Woody Allen once said “[t]here are worse things in life than death. Have you ever spent an evening with an insurance salesman?” Insurance is generally the last thing people want to think or talk about. Even so, it is an important part of most, if not all, peoples’ lives – and can be a very important means of financial protection. It can involve every aspect of life, from health to homeowning. But you don’t want to have to use your insurance, because that means that something bad has happened.
A landlord will often get insurance to cover everything from vandalism from his tenants to water damage from a storm. These policies have typical insurance practices, for example, most policies will require a duty to cooperate with an insurer’s investigation during when damage to property occurs. An insurance company will make requests for documentation, including pictures and reports to verify the extent of the loss. The longer it does not receive this documentation, the longer it takes to determine what must be covered.
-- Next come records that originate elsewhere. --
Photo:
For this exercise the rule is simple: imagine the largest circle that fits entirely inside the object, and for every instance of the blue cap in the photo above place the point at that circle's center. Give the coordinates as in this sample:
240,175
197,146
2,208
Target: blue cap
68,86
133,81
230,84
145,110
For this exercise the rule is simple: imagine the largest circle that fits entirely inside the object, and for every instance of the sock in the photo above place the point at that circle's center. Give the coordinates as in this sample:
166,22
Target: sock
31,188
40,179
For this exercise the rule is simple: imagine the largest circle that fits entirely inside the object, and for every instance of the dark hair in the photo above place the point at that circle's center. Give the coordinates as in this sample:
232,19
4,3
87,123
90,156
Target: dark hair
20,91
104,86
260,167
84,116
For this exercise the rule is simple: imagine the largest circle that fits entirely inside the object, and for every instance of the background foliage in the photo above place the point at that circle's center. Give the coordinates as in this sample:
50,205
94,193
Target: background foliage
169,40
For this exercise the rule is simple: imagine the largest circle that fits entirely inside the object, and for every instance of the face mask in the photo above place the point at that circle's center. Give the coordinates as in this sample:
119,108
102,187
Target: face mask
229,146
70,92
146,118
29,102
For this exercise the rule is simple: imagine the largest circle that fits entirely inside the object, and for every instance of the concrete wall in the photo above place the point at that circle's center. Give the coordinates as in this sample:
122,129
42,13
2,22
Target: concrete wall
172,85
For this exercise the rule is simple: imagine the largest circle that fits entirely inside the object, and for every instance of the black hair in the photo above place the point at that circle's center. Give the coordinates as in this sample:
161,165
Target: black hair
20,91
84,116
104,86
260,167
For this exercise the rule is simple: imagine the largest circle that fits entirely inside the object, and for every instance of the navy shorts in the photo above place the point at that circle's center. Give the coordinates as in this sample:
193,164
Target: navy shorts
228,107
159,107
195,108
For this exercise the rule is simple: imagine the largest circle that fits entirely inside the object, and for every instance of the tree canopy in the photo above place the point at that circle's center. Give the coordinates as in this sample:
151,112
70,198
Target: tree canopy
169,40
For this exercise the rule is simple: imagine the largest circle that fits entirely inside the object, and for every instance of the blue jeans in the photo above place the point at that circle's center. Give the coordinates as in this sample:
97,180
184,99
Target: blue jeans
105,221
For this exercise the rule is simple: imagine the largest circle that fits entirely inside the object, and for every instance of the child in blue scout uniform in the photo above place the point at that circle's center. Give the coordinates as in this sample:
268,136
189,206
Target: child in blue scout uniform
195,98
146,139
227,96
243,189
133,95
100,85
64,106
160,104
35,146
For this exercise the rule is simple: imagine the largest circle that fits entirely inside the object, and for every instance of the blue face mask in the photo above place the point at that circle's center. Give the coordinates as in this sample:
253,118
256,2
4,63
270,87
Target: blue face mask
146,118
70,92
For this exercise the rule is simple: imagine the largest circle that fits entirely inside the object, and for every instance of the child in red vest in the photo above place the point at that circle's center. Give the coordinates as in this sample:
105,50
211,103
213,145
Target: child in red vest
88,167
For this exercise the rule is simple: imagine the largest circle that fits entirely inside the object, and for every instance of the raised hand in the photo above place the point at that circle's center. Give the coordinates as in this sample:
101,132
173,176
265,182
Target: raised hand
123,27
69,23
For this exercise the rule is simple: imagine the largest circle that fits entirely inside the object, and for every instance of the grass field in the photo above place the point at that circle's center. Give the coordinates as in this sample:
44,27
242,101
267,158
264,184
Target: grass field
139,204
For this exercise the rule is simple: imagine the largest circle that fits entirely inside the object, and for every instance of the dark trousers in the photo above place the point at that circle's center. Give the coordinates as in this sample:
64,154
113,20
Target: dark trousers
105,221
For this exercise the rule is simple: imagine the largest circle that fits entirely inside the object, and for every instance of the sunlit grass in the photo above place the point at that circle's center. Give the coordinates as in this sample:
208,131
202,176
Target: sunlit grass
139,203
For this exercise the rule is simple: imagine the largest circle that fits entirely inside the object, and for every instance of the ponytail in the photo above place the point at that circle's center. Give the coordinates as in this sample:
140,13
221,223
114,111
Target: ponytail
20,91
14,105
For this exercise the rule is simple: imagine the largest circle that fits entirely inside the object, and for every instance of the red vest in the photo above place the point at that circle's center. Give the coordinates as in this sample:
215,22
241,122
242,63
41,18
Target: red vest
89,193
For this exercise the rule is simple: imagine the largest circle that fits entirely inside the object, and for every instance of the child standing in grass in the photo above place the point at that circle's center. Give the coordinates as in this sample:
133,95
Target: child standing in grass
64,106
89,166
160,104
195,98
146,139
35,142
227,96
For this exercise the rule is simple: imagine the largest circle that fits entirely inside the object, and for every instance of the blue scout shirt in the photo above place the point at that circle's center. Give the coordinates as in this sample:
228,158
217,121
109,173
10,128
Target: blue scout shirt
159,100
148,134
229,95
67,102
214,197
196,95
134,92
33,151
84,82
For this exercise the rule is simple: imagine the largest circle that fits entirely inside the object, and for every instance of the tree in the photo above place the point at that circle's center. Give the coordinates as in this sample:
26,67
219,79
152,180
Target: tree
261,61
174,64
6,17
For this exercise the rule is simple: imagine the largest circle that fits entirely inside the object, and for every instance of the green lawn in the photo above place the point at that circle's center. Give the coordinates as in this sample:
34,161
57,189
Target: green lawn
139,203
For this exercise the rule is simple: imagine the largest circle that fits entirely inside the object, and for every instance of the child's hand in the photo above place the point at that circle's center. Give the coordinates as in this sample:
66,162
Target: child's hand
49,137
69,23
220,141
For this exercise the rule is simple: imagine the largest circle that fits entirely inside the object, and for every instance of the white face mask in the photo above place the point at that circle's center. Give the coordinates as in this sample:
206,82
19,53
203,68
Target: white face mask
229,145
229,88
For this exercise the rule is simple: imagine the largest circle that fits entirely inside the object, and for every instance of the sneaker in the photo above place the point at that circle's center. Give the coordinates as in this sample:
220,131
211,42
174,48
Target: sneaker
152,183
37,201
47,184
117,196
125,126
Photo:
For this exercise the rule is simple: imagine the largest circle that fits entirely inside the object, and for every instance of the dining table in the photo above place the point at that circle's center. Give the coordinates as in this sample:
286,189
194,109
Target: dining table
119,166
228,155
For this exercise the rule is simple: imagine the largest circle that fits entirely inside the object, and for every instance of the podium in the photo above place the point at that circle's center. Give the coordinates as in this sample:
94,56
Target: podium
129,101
When the company does not receive this information for too long, or infrequently after many requests, courts can find that the insurer’s rights have been “materially dilute[ed].”
In Vidi v. Cumberland Mutual Fire Insurance Company, a New Jersey Appeals Court decision, plaintiff policyholders sought to recover from their defendant insurance company after their commercial building suffered two losses – one from sewage backup from one of the units and another from snow on the roof. The insurance company made multiple requests for the lease agreements, for the plaintiffs to file a claim for each source of damage separately and made other requests for estimates, photographs, and proofs of loss to assess the damage. When Plaintiffs did not respond after receipt of five separate letters from the insurance company, it denied their claim. Plaintiffs then filed suit. The trial court granted judgment for the insurance company stating that “I think the policy is pretty clear and unambiguous, that you have to cooperate before you file suit. The record is just void of any evidence of compliance at all.”
The appellate court here reversed the decision, finding that even though there was no dispute that the plaintiffs did not promptly respond to the insurance company’s requests, they did not find that the insurance company could prove that their delays “materially diluted” it’s ability to investigate the claim.
While Vidi shows is an instance where the court did not hold the plaintiff’s delay against them. It is critical to note, though, that this was because the insurance company did not prove that their investigation was “materially diluted” by the delay. In other cases, the delay in the production of documents was deemed to have met this standard and the property owner lost. It’s not clear what a particular judge may decide is a “material dilution” of an insurance company’s investigation, so it is best to promptly respond ASAP whenever possible.